Of that $22.4 billion, almost $8.5 billion went to just 10 corporations: Pratt & Whitney Canada Corp ($3.3 billion), Bombardier Inc. ($1.2 billion), de Havilland (almost $1.1 billion and since folded into Bombardier), CAE Inc. ($652 million), General Motors of Canada ($536 million), Bell Helicopter ($410 million), Groupe Mil Inc. ($394 million), Honeywell ASCa Ltd. ($321 million), CMC Electronics ($309 million), and Litton Systems Canada ($307 million).
Group the companies together, and with the exception of Groupe Mil (no longer around) and de Havilland (submerged into Bombardier), the other eight top recipients of taxpayer cash (or their parent companies) showed profits of almost $17.1 billion. Their cash-on-hand amounted to almost $33.4 billion.
So why did one federal department, Industry, disburse almost $8.5 billion to 10 corporations which don’t need the money?
The answer, from a corporate perspective: Why not?

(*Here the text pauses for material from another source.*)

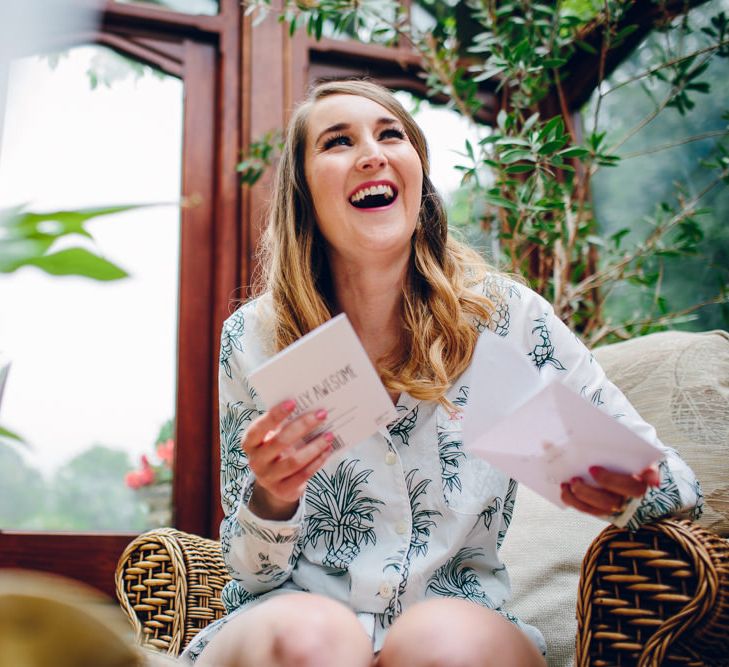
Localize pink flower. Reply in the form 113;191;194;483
157;438;175;468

Even if a company is flush with cash, why not buff up the bottom line if some politician is willing to use the public treasury to support your company?
And of course, corporations are happy to play one province or country against another, as politicians “buy” jobs for their region.
But there is a deeper, almost tectonic force at play – the change in attitudes about what the state should do.
In the late-19th century German chancellor Otto von Bismarck created what we now call the welfare state, mainly for universal health care and old age pensions. Compared to today, those were pretty modest and arguably defensible aims for a government.
Since Bismarck’s time, the welfare state has grown into something much more, something more accurately labelled as the “entitlement state.” Thus, these days, corporate heads, on-the-take for decades, continue to demand subsidies from governments (i.e. Chrysler’s recent ask for $700 million from Ontario and the federal government).
Meanwhile, the leaders of government employee unions demand that taxpayers pay for pension benefits negotiated decades ago when people lived shorter lives – pensions that are far more generous than anything most taxpayers will ever see.
From corporation heads to union presidents, the welfare state has been replaced by the entitlement state. It’s the newest and most prevalent form of chutzpah.